Na Faculdade de Ciências do Desporto e Educação Física não há quem se perca em críticas. O presidente do Núcleo de Estudantes, João Fonseca, conheceu "uma pessoa pacata, reservada, bem integrada na vida académica, que participava nas festas da academia, como a Latada e a Queima das Fitas, e tinha um grupo de pessoas amigas. Era uma pessoa completamente normal, um estudante como os outros".

O bom aluno e bom desportista gostava até de ver telenovelas com a irmã e a mãe. Nada faria prever o requinte sádico do acto criminoso no quarto de Manhattan. "A mutilação dos olhos está muito relacionada com a doença psicótica. Os olhos representam o mal, os demónios, pelo que são mutilados e em alguns casos arrancados. Ao referir que matando o outro acabou com os demónios pode estar a fazer uso de uma metáfora ou pode ser um doente psicótico. A mutilação dos genitais tem um cariz sexual e pode estar associada a uma relação de ciúmes ou uma negação sexual ou homofóbica em que o indivíduo se aproxima do outro com um objectivo", diz a psicóloga de Justiça e especialista em crimes sexuais Francisca Rebocho.

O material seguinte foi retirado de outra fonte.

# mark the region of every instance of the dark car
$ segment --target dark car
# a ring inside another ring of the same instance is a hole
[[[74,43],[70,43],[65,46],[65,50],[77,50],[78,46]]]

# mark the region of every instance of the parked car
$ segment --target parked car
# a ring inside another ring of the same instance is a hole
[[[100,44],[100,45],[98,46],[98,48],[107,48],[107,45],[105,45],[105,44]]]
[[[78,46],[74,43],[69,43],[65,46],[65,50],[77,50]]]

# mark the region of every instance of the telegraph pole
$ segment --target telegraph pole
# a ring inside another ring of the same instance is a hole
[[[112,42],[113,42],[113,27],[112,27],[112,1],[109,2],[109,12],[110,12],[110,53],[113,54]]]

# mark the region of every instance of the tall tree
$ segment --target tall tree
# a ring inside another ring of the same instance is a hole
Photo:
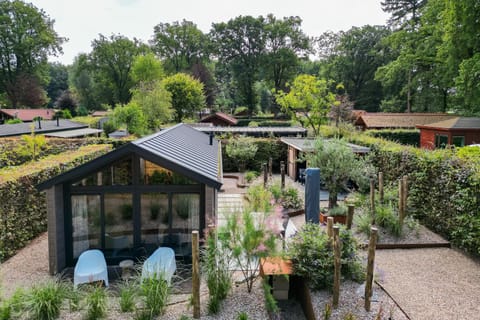
[[[51,107],[55,101],[68,89],[68,68],[58,62],[49,63],[50,82],[47,85],[47,96]]]
[[[185,73],[177,73],[163,80],[165,89],[172,95],[174,119],[181,122],[187,117],[193,117],[196,111],[205,106],[203,85]]]
[[[320,133],[331,106],[336,103],[335,94],[329,90],[331,83],[311,75],[299,75],[289,86],[289,92],[277,94],[277,102],[292,119],[310,127],[313,134]]]
[[[382,40],[390,34],[386,27],[353,27],[339,32],[329,57],[328,77],[342,82],[357,109],[377,111],[383,99],[382,85],[375,80],[378,67],[388,59]]]
[[[159,23],[153,32],[153,50],[170,73],[189,70],[208,56],[208,37],[191,21]]]
[[[30,84],[43,83],[48,77],[47,57],[61,52],[64,39],[55,32],[53,23],[32,4],[0,1],[0,93],[6,94],[14,108],[22,100],[18,85],[26,79]]]
[[[265,53],[265,19],[238,16],[227,23],[215,23],[210,32],[219,62],[228,65],[238,86],[239,99],[250,113],[256,107],[254,84]]]
[[[130,69],[135,57],[146,52],[148,47],[145,44],[122,35],[111,35],[110,38],[100,35],[92,41],[90,61],[102,102],[114,107],[130,101],[133,87]]]

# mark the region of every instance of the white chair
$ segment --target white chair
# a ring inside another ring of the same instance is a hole
[[[160,247],[143,263],[142,279],[162,276],[170,284],[176,269],[177,263],[173,249]]]
[[[78,257],[73,273],[73,285],[103,281],[108,287],[108,270],[105,257],[100,250],[87,250]]]

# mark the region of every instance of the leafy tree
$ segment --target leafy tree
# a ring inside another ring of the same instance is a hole
[[[172,95],[174,120],[181,122],[186,117],[193,117],[205,105],[203,85],[198,80],[184,73],[177,73],[163,80],[165,89]]]
[[[132,102],[140,106],[148,130],[157,131],[172,118],[172,96],[161,81],[141,83],[133,90]]]
[[[262,65],[266,79],[271,81],[275,92],[285,90],[287,81],[296,71],[299,55],[310,48],[308,37],[301,30],[300,17],[277,19],[269,14],[265,20],[265,60]]]
[[[49,63],[50,82],[47,85],[48,105],[52,107],[58,97],[68,89],[68,68],[61,63]]]
[[[234,159],[238,166],[238,171],[244,172],[247,162],[255,158],[258,147],[251,138],[235,137],[228,141],[225,146],[227,155]]]
[[[68,110],[71,116],[77,114],[77,100],[73,97],[70,91],[65,90],[62,92],[57,101],[55,101],[55,107],[60,110]]]
[[[92,41],[91,70],[101,90],[102,102],[115,107],[130,101],[133,87],[130,70],[135,57],[146,52],[146,45],[139,40],[121,35],[111,35],[110,38],[100,35]]]
[[[307,153],[305,158],[309,166],[320,168],[328,190],[328,207],[336,207],[338,192],[347,189],[348,180],[357,178],[364,165],[343,140],[317,138],[313,148],[314,152]]]
[[[256,107],[254,84],[265,53],[265,19],[238,16],[228,22],[214,23],[210,32],[221,64],[228,66],[238,87],[239,104],[252,113]]]
[[[43,82],[47,57],[61,52],[64,39],[44,11],[23,1],[0,1],[0,25],[0,93],[6,93],[16,108],[24,92],[18,86],[26,81],[31,85]]]
[[[113,110],[112,122],[117,128],[120,125],[125,125],[128,133],[138,136],[143,135],[146,131],[145,116],[141,107],[135,102],[130,102],[125,106],[117,106]]]
[[[154,27],[151,44],[171,73],[189,70],[208,56],[208,37],[187,20],[159,23]]]
[[[378,67],[388,59],[382,40],[390,34],[386,27],[353,27],[339,32],[332,49],[327,76],[342,82],[355,107],[377,111],[383,99],[382,85],[375,80]]]
[[[310,75],[299,75],[288,93],[277,94],[277,102],[292,119],[302,126],[310,127],[314,135],[320,132],[320,125],[327,120],[328,112],[335,104],[335,94],[329,90],[330,83]]]
[[[153,53],[136,56],[130,72],[134,83],[155,82],[165,76],[162,62]]]

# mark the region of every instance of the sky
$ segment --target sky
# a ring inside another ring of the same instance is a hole
[[[99,34],[121,34],[148,42],[159,23],[183,19],[203,32],[212,23],[227,22],[239,15],[277,18],[299,16],[308,36],[325,31],[348,30],[352,26],[384,25],[388,15],[380,0],[25,0],[55,20],[54,29],[68,39],[63,55],[50,61],[71,64],[80,53],[91,51]]]

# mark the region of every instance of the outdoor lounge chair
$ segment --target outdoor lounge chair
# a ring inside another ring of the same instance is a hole
[[[142,279],[162,276],[170,284],[176,269],[177,264],[173,249],[160,247],[143,263]]]
[[[73,274],[73,285],[103,281],[108,287],[108,271],[105,257],[100,250],[87,250],[78,257]]]

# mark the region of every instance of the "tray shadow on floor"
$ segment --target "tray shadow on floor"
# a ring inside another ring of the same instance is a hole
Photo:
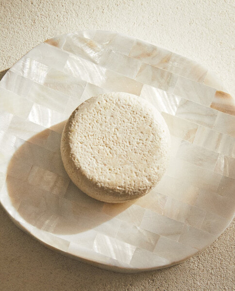
[[[12,205],[27,222],[51,233],[72,235],[113,219],[135,200],[105,203],[90,197],[72,183],[60,151],[66,121],[40,132],[18,147],[9,163],[6,184]],[[108,215],[104,209],[115,214]]]

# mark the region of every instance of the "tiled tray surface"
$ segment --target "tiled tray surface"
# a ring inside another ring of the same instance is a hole
[[[92,96],[133,93],[162,112],[169,166],[157,187],[118,205],[82,193],[65,171],[60,138]],[[0,82],[0,189],[19,226],[49,247],[126,272],[176,264],[211,244],[235,211],[234,99],[197,63],[117,33],[46,41]]]

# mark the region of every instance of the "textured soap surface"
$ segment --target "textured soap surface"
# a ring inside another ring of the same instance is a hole
[[[203,66],[122,34],[85,31],[39,44],[0,81],[0,200],[46,245],[103,268],[134,272],[186,259],[235,213],[234,98]],[[94,199],[61,160],[66,120],[110,92],[159,110],[171,154],[160,182],[134,201]]]
[[[168,165],[170,138],[155,107],[123,92],[92,97],[65,126],[61,151],[65,169],[84,192],[121,203],[141,197]]]

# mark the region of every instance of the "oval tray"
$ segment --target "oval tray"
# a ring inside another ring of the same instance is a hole
[[[73,110],[110,91],[151,102],[172,140],[159,184],[118,205],[81,192],[60,153]],[[63,35],[37,46],[7,72],[0,108],[1,203],[50,247],[104,268],[144,271],[196,254],[233,219],[234,100],[195,62],[117,33]]]

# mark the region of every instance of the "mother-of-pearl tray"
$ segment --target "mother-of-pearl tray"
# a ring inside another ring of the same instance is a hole
[[[172,141],[159,184],[118,205],[81,192],[60,153],[73,110],[110,91],[151,102]],[[7,72],[0,108],[1,204],[50,247],[111,270],[155,269],[204,249],[233,218],[234,99],[195,62],[117,33],[63,35],[37,46]]]

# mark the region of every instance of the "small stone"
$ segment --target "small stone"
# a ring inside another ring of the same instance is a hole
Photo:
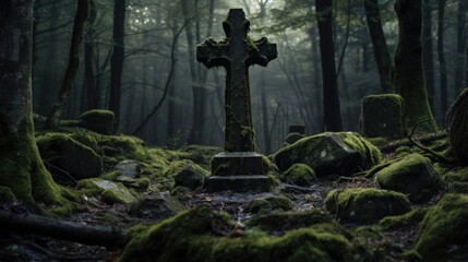
[[[173,178],[176,187],[185,187],[191,190],[196,190],[205,183],[205,177],[208,172],[197,165],[189,164]]]
[[[185,210],[180,201],[168,192],[147,195],[132,204],[129,214],[139,218],[159,221]]]
[[[375,174],[382,189],[408,195],[415,203],[429,201],[441,188],[431,160],[420,154],[408,155]]]

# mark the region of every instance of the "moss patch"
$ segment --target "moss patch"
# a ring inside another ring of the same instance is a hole
[[[431,160],[419,154],[408,155],[375,174],[379,186],[408,195],[421,203],[430,200],[441,188]]]
[[[152,227],[130,230],[121,261],[350,261],[352,247],[338,234],[300,228],[281,236],[244,231],[219,236],[232,224],[199,206]]]
[[[468,259],[468,195],[447,194],[422,221],[416,250],[423,261]]]
[[[304,164],[295,164],[279,176],[279,179],[286,183],[292,183],[300,187],[309,187],[315,180],[315,172]]]
[[[385,216],[410,211],[403,194],[381,189],[336,189],[325,199],[325,209],[346,223],[372,224]]]

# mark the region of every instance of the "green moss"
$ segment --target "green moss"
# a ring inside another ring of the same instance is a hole
[[[279,179],[286,183],[292,183],[301,187],[308,187],[315,180],[315,172],[312,168],[304,164],[295,164],[289,167]]]
[[[429,209],[419,207],[399,216],[387,216],[379,222],[379,228],[383,230],[401,229],[409,226],[418,225]]]
[[[422,221],[415,249],[423,261],[468,259],[468,195],[447,194]]]
[[[0,203],[15,203],[16,201],[16,196],[10,188],[0,186]]]
[[[245,212],[253,214],[267,214],[274,211],[288,211],[296,209],[292,201],[285,196],[267,196],[255,199],[245,206]]]
[[[375,174],[379,186],[405,193],[421,203],[430,200],[441,188],[431,160],[419,154],[408,155]]]
[[[80,116],[82,127],[101,134],[111,134],[113,130],[113,112],[103,109],[93,109]]]
[[[281,171],[293,164],[310,166],[317,177],[349,176],[381,162],[382,154],[362,136],[352,132],[322,133],[304,138],[275,154]]]
[[[324,206],[338,219],[358,224],[372,224],[385,216],[410,211],[409,201],[403,193],[371,188],[333,190]]]
[[[130,229],[121,261],[350,261],[341,235],[300,228],[283,236],[245,231],[219,236],[232,224],[225,214],[200,206],[152,227]]]

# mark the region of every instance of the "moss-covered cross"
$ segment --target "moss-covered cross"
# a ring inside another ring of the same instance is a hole
[[[276,58],[276,44],[266,37],[252,41],[248,36],[250,21],[242,9],[229,10],[223,22],[226,39],[206,39],[196,47],[196,59],[207,68],[226,69],[225,94],[225,151],[254,152],[249,67],[266,64]]]

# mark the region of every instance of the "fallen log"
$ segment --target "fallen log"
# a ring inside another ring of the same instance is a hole
[[[0,229],[106,248],[123,247],[125,240],[124,231],[115,227],[82,225],[29,213],[15,214],[4,210],[0,210]]]

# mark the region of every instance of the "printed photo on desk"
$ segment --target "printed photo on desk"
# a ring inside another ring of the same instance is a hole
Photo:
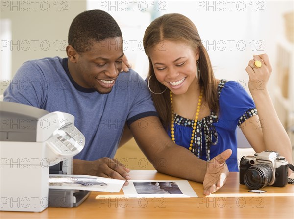
[[[197,197],[187,180],[130,180],[122,190],[127,197]]]
[[[86,175],[49,175],[49,188],[118,192],[125,181]]]

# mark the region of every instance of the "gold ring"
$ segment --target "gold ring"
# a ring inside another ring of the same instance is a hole
[[[261,67],[262,64],[261,62],[260,62],[258,60],[256,60],[254,62],[254,67],[256,68],[259,68]]]

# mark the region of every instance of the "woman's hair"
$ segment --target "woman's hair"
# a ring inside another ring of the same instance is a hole
[[[166,88],[155,78],[154,70],[150,58],[151,50],[156,47],[164,49],[164,40],[180,41],[189,45],[196,52],[199,49],[198,75],[199,85],[203,90],[203,99],[211,110],[218,113],[219,104],[218,92],[215,86],[215,78],[207,51],[203,45],[194,24],[187,17],[180,14],[167,14],[152,21],[145,31],[143,45],[149,58],[150,88],[156,93],[161,93]],[[170,90],[167,89],[161,94],[151,93],[156,110],[165,128],[168,129],[172,119],[172,111],[170,100]]]

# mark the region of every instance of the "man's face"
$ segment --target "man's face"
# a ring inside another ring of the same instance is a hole
[[[123,56],[122,37],[95,42],[90,51],[76,54],[71,74],[80,86],[108,93],[122,69]]]

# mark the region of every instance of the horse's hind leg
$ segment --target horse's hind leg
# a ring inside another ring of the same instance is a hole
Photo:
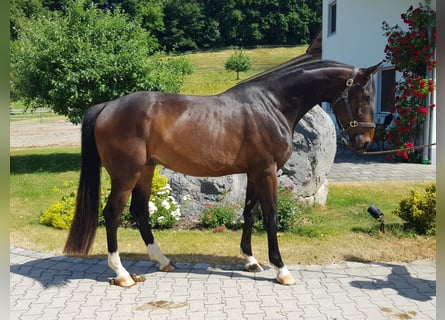
[[[132,192],[130,212],[147,246],[150,260],[159,262],[159,269],[161,271],[172,271],[174,268],[170,264],[170,260],[162,254],[159,245],[154,239],[150,226],[148,200],[150,198],[154,170],[155,166],[152,165],[144,167],[141,177]]]
[[[241,236],[241,254],[247,259],[244,265],[247,271],[260,272],[263,268],[252,254],[252,228],[258,214],[258,198],[255,195],[255,184],[251,179],[247,180],[246,203],[244,206],[243,234]]]
[[[117,179],[112,179],[111,192],[103,210],[107,231],[108,265],[116,273],[116,278],[112,280],[112,283],[121,287],[130,287],[135,284],[134,279],[121,263],[117,245],[117,228],[133,185],[134,182],[123,184]]]

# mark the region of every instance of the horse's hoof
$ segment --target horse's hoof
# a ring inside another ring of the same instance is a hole
[[[163,272],[171,272],[173,270],[175,270],[175,267],[173,267],[170,263],[163,266],[163,267],[159,267],[159,270],[163,271]]]
[[[285,276],[278,276],[277,277],[277,281],[279,284],[285,285],[285,286],[290,286],[296,283],[294,277],[289,273]]]
[[[130,288],[136,284],[132,276],[124,276],[119,278],[111,278],[109,280],[111,285],[119,286],[122,288]]]
[[[246,263],[244,265],[244,268],[246,268],[249,272],[261,272],[264,271],[263,267],[260,266],[258,263]]]
[[[138,276],[134,273],[132,273],[130,276],[134,282],[144,282],[145,280],[147,280],[147,278],[145,278],[145,276]]]

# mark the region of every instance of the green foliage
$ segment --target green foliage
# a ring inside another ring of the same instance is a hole
[[[278,231],[287,231],[294,227],[298,215],[302,209],[295,199],[291,188],[279,188],[277,198],[277,212],[278,212]],[[264,230],[263,213],[260,209],[258,212],[257,222],[255,224],[256,230]]]
[[[224,63],[224,68],[228,71],[236,72],[236,80],[239,80],[239,73],[246,72],[252,66],[250,58],[242,51],[239,50],[232,54]]]
[[[21,17],[29,17],[29,12],[40,14],[42,6],[45,10],[63,11],[70,3],[70,0],[45,0],[42,4],[38,0],[11,1],[13,26]],[[90,3],[103,12],[122,10],[129,21],[140,24],[168,52],[307,44],[320,29],[322,16],[321,0],[93,0]],[[33,8],[37,4],[38,8]]]
[[[153,228],[169,229],[176,224],[181,217],[181,210],[175,198],[170,195],[170,186],[168,184],[161,187],[159,192],[150,199],[150,223]]]
[[[406,27],[390,26],[387,22],[382,26],[388,37],[386,60],[403,74],[392,93],[390,111],[396,121],[385,136],[392,149],[411,148],[424,141],[424,122],[435,107],[427,97],[436,86],[432,76],[436,68],[436,12],[430,1],[425,1],[425,5],[420,3],[417,8],[410,6],[401,18]],[[393,158],[420,162],[422,157],[412,149],[399,151]]]
[[[150,212],[150,223],[153,228],[166,229],[173,227],[181,217],[179,204],[170,196],[168,179],[161,175],[161,168],[157,167],[153,177],[152,192],[148,203]],[[54,188],[55,192],[61,194],[58,201],[53,202],[48,210],[43,212],[39,218],[41,224],[57,229],[69,229],[74,217],[76,206],[76,192],[73,191],[72,183],[64,182],[63,188]],[[110,178],[104,175],[101,186],[101,210],[104,209],[108,195],[111,190]],[[121,215],[120,225],[123,227],[136,227],[127,203]],[[99,215],[99,225],[105,225],[103,215]]]
[[[199,215],[199,221],[204,227],[213,229],[215,232],[223,231],[225,228],[232,228],[236,225],[236,210],[238,208],[233,204],[214,205],[208,203],[204,212]]]
[[[138,20],[87,0],[24,19],[11,41],[11,90],[27,107],[49,107],[79,123],[95,104],[138,90],[179,92],[184,60],[154,56],[156,38]]]
[[[425,188],[425,192],[411,190],[403,198],[394,214],[405,220],[419,234],[436,234],[436,183]]]
[[[76,193],[70,192],[72,184],[64,182],[62,189],[55,187],[54,192],[62,194],[59,201],[51,204],[51,206],[43,212],[39,217],[39,222],[43,225],[54,227],[56,229],[69,229],[74,216],[74,208],[76,203]],[[68,192],[68,194],[66,194]]]

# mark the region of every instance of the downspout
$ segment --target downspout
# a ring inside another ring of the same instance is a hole
[[[432,38],[432,30],[431,30],[431,26],[428,26],[428,30],[427,30],[427,35],[428,35],[428,43],[431,43],[431,38]],[[430,50],[434,50],[434,49],[430,49]],[[433,53],[435,54],[435,50],[433,51]],[[434,68],[433,68],[434,70]],[[426,76],[428,79],[434,79],[434,71],[433,70],[426,70]],[[432,94],[432,92],[428,91],[428,94],[426,96],[426,107],[428,109],[428,114],[425,117],[425,124],[424,124],[424,131],[423,131],[423,143],[424,144],[430,144],[431,143],[431,136],[432,136],[432,127],[431,127],[431,122],[434,120],[434,111],[432,110],[429,106],[433,103],[434,95]],[[430,164],[430,160],[431,160],[431,146],[430,147],[424,147],[423,148],[423,152],[422,152],[422,163],[423,164]]]

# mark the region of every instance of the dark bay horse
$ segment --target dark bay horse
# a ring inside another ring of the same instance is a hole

Nas escadas do Hotel Intercontinental, Renato Seabra cruzou--se com Wanda e Mónica Pires. Subiam ao quarto de Carlos Castro, com quem tinham combinado jantar. Renato disse-lhes: "O Carlos já não sai mais do hotel".

O ‘PANÇAS’

Em Novembro, Renato Seabra tinha treinado com os seniores do Basquetebol Clube de Cantanhede, modalidade em que se iniciou pelos 12 anos. Chegou a jogar na Académica de Coimbra e, no ano passado, foi campeão nacional universitário. Jogou também no Sport Clube Conimbricense durante três anos e no Marialvas. Entre treinadores, atletas e funcionários, as palavras de elogio ao manequim repetem-se em sentido único. Também entre aqueles que foi encontrando nos desfiles de moda para lojas locais, organizados pelo Rancho Regional Os Esticadinhos de Cantanhede. Mas nos últimos tempos notavam-lhe o gosto pelas horas que investia no ginásio.

A sua entrada no mundo da moda surpreendeu amigos, que ainda o tentaram convencer de que não era para ele. Mas o miúdo, em pequeno reguila e gorducho (o que lhe valeu a alcunha de ‘Panças’ na escola), estava decidido a ir em busca do sonho. Apostou no desporto e emagreceu – "fazia um aparato fenomenal com as miúdas", diz um amigo. Ninguém se lembra de o ter visto à pancada ou a ter uma atitude mais agressiva. Margarida Maduro, que lhe deu aulas de Biologia, garante que "sempre foi muito bem educado e respeitador".

O pai, Joaquim, tem uma segunda família constituída, já com outros dois filhos. Actualmente é enfermeiro no Serviço de Urgência Básica de Vila Real de Santo António. Segundo alguns colegas, quando recebeu a notícia do envolvimento do filho na morte violenta do cronista Carlos Castro "não acreditou". Renato costumava ir todos os Verões passar férias com o pai, no Algarve, mas as visitas começaram a rarear. "Nos últimos 10 anos a relação começou a deteriorar-se e este Verão, depois de se meter na moda, ele já não veio ter com o pai", confidenciou ao Correio da Manhã um familiar. Joaquim Seabra mora em Vila Real de Santo António e está ligado à política local. A actual companheira também é enfermeira e é secretária de uma junta de freguesia. "Quando ele vinha cá era muito pequeno. Depois cresceu e ficava cá pouco tempo", conta um amigo da família.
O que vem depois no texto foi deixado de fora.